W3C home > Mailing lists > Public > public-tracking@w3.org > September 2012

Re: definition of "unlinkable data" in the Compliance spec

From: Rigo Wenning <rigo@w3.org>
Date: Sun, 23 Sep 2012 21:32:06 +0200
To: public-tracking@w3.org
Cc: Ed Felten <ed@felten.com>
Message-ID: <2418381.vJaz8XgzHn@hegel.sophia.w3.org>

On Thursday 13 September 2012 17:03:09 Ed Felten wrote:
> I have several questions about what this means.
> (A) Why does the definition talk about a process of making data
> unlinkable, instead of directly defining what it means for data
> to be unlinkable?  Some data needs to be processed to make it
> unlinkable, but some data is unlinkable from the start.  The
> definition should speak to both, even though
> unlinkable-from-the-start data hasn't gone through any kind of
> process.  Suppose FirstCorp collects data X; SecondCorp collects
> X+Y but then runs a process that discards Y to leave it with only
> X; and ThirdCorp collects X+Y+Z but then minimizes away Y+Z to
> end up with X.  Shouldn't these three datasets be treated the
> same--because they are the same X--despite having been through
> different processes, or no process at all? 
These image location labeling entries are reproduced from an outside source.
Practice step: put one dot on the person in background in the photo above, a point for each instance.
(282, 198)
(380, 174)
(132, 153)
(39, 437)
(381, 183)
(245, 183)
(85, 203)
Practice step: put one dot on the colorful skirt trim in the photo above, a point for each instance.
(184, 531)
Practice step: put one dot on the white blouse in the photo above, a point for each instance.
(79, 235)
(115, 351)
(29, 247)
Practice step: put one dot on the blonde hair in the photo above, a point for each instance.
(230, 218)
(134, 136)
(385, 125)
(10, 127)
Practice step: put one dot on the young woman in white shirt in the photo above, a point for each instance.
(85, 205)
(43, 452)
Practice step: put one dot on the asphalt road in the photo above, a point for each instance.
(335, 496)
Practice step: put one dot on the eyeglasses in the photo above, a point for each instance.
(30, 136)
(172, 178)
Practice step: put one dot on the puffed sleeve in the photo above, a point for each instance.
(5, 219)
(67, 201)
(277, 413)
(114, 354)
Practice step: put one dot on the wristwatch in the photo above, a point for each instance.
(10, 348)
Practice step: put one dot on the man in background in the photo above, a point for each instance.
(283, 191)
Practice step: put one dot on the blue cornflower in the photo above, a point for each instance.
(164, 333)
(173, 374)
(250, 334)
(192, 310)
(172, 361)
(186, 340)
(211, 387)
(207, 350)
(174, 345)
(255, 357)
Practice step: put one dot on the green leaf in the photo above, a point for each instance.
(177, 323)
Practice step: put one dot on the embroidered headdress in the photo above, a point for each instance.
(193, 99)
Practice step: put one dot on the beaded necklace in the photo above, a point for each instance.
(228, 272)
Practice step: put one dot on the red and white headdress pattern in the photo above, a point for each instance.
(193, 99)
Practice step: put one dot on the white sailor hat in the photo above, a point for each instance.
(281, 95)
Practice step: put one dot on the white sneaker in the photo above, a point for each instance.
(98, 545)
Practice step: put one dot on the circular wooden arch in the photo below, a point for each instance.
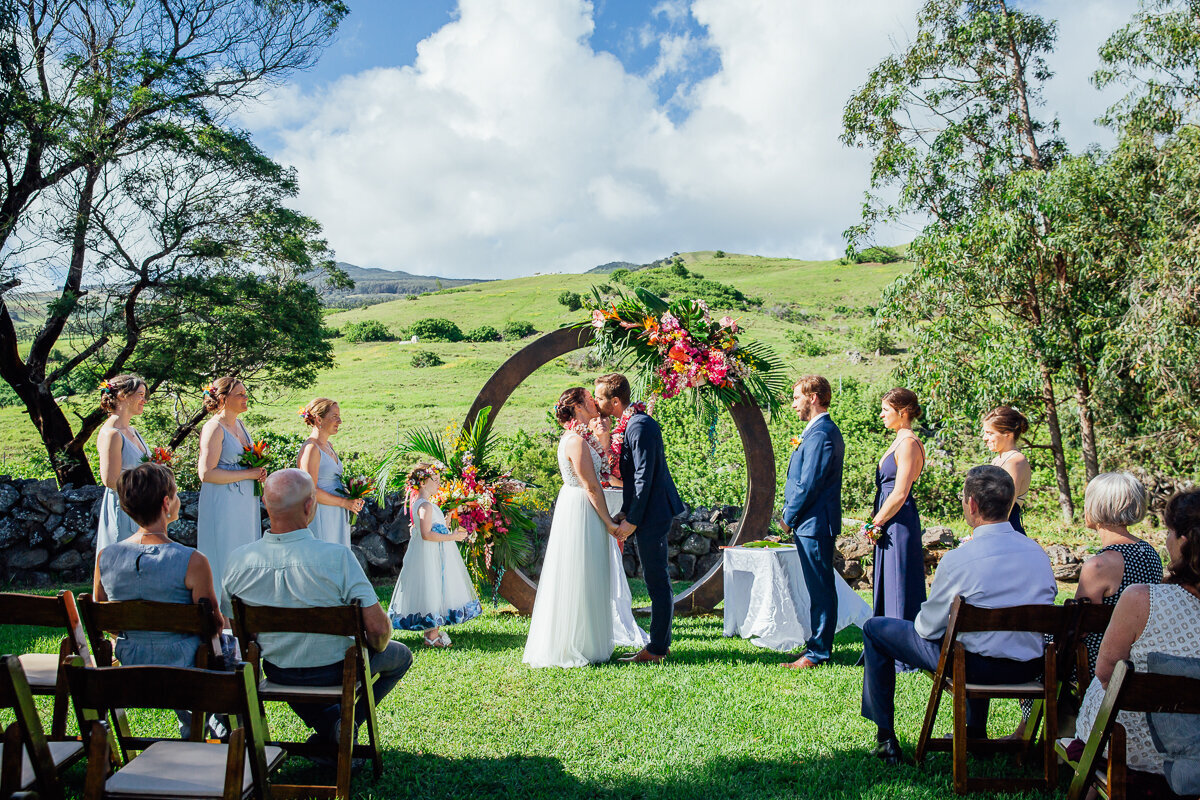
(708, 590)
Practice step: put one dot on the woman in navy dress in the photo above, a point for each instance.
(1001, 429)
(899, 555)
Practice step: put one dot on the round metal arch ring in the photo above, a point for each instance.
(708, 590)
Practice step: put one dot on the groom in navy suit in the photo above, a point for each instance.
(813, 511)
(648, 506)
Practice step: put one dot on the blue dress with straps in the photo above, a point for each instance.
(899, 554)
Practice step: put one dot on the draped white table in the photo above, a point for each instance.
(767, 602)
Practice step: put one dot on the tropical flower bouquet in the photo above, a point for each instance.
(165, 456)
(475, 495)
(255, 457)
(357, 487)
(677, 346)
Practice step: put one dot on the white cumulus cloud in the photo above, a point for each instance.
(511, 146)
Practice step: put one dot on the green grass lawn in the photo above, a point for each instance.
(719, 720)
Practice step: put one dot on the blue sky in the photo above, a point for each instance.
(385, 34)
(495, 138)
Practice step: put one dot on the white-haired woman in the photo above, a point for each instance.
(1114, 503)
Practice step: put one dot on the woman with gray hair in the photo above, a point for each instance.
(1113, 503)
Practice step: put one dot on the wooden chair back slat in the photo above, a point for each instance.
(339, 620)
(16, 695)
(99, 691)
(154, 687)
(1135, 692)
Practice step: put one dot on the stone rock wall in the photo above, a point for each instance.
(48, 535)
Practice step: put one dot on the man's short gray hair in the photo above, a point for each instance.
(287, 489)
(1114, 499)
(993, 489)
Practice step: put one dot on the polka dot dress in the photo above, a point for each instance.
(1141, 565)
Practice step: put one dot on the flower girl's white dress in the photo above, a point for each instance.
(573, 623)
(433, 588)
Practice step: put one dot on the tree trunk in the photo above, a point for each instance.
(1060, 456)
(1086, 425)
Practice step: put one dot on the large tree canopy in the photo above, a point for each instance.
(124, 190)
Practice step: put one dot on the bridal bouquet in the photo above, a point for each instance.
(255, 457)
(678, 346)
(477, 497)
(165, 456)
(357, 487)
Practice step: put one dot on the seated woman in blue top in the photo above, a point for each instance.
(149, 566)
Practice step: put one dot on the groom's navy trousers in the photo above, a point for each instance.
(651, 501)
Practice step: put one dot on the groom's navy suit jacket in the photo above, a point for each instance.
(813, 492)
(648, 494)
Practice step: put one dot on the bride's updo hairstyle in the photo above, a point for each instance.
(564, 409)
(216, 391)
(316, 410)
(114, 389)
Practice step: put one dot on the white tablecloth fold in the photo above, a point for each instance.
(767, 602)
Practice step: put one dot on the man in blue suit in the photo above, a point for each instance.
(813, 512)
(649, 503)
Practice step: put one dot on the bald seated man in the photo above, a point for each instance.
(289, 567)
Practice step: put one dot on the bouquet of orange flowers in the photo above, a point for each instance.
(357, 487)
(253, 457)
(165, 456)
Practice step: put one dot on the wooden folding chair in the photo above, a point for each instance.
(951, 675)
(251, 621)
(30, 761)
(1128, 691)
(114, 617)
(174, 768)
(43, 671)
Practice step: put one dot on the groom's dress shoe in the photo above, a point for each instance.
(889, 752)
(803, 662)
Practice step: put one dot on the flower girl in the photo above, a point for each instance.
(433, 588)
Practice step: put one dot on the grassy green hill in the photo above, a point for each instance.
(381, 394)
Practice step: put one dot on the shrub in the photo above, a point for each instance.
(876, 340)
(481, 334)
(875, 256)
(369, 330)
(571, 300)
(426, 359)
(436, 329)
(519, 330)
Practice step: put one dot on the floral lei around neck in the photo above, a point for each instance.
(585, 432)
(618, 434)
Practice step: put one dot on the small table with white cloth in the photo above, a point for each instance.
(767, 602)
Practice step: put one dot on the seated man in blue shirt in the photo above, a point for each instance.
(291, 569)
(997, 567)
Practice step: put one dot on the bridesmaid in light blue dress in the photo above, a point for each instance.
(121, 447)
(317, 457)
(228, 515)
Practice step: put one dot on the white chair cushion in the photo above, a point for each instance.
(41, 669)
(60, 751)
(180, 769)
(269, 687)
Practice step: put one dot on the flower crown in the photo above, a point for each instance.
(418, 476)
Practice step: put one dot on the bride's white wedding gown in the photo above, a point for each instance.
(573, 615)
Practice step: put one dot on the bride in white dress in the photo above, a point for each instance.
(573, 615)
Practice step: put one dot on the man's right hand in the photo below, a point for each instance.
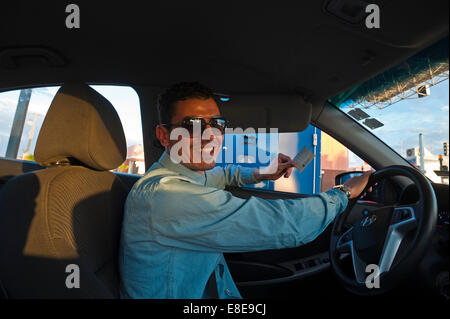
(357, 184)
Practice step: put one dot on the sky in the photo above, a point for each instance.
(404, 120)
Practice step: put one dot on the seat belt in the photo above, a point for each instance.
(211, 286)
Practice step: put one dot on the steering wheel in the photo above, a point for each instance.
(387, 242)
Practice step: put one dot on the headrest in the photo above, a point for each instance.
(82, 125)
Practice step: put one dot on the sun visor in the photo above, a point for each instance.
(287, 113)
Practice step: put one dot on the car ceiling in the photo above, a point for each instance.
(235, 47)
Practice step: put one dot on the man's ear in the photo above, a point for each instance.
(163, 135)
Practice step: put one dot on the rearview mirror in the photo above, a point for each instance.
(343, 177)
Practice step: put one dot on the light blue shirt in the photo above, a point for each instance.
(177, 225)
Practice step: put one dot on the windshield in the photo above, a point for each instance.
(407, 107)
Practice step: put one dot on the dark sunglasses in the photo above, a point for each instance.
(188, 123)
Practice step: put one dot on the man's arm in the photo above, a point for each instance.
(210, 219)
(230, 175)
(234, 175)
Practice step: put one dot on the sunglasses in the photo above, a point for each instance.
(189, 123)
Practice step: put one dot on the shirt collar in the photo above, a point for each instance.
(166, 161)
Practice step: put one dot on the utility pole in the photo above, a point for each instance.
(422, 154)
(18, 123)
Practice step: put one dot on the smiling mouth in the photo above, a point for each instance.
(208, 149)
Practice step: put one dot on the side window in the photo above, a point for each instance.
(22, 113)
(331, 158)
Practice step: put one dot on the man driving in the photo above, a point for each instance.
(179, 220)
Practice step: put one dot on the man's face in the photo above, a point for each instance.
(204, 146)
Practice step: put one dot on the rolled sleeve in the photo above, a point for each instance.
(230, 175)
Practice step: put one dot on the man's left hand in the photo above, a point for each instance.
(280, 166)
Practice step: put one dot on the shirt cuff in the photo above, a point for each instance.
(339, 197)
(247, 175)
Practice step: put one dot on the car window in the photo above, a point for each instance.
(331, 158)
(28, 107)
(407, 107)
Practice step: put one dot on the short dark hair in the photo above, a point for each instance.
(179, 92)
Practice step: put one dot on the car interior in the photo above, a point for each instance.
(279, 64)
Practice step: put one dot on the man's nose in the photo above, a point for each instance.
(208, 133)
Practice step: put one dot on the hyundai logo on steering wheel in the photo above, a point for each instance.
(369, 220)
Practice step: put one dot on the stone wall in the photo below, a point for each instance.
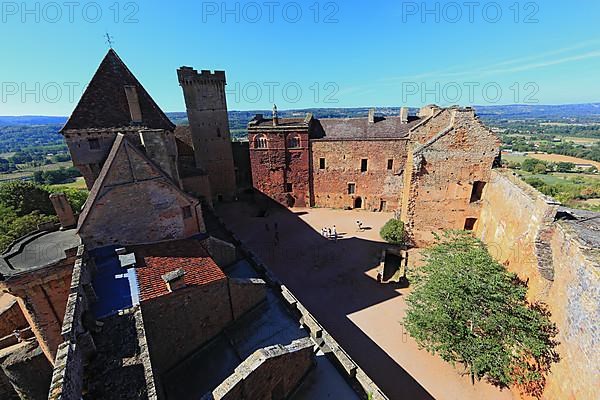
(445, 171)
(270, 373)
(206, 107)
(277, 167)
(379, 188)
(518, 225)
(11, 317)
(513, 214)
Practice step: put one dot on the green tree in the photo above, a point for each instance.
(469, 310)
(393, 232)
(25, 198)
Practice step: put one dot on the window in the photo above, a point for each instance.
(294, 142)
(477, 191)
(94, 144)
(470, 224)
(261, 142)
(363, 165)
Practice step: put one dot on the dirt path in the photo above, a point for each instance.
(336, 282)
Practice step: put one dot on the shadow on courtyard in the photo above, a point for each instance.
(330, 279)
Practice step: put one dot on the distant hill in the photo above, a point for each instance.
(20, 131)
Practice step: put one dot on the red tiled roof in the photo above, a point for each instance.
(160, 259)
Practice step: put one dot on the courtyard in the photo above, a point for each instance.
(337, 282)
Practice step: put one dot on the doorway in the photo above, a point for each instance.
(358, 202)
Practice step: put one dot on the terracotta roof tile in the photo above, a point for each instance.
(160, 259)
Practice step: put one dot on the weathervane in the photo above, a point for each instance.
(109, 40)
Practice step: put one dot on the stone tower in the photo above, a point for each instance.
(206, 106)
for the data protection people like me, unlinkable data is not part 
of the scope of data protection measures or "privacy" if you want. 
It is therefore rather natural to only talk about linkable data in 
our Specifications meaning data linked to a person. And only address 
what to do with that linkable data and its link to a person. This 
may encompass a definition of what makes data "linkable". But it 
would go too far to define what's "unlinkable". Having done research 
about data being "unlinkable" (Slim Trabelsi/SAP has created a nice 
script to determine the entropy allowing for de-anonymization), a 
definition of "unlinkable data" would import that scientific dispute 
into the Specification. I would not really like that to happen as it 
would mean another point of endless debate. You can see this already 
happening in the thread following your message. 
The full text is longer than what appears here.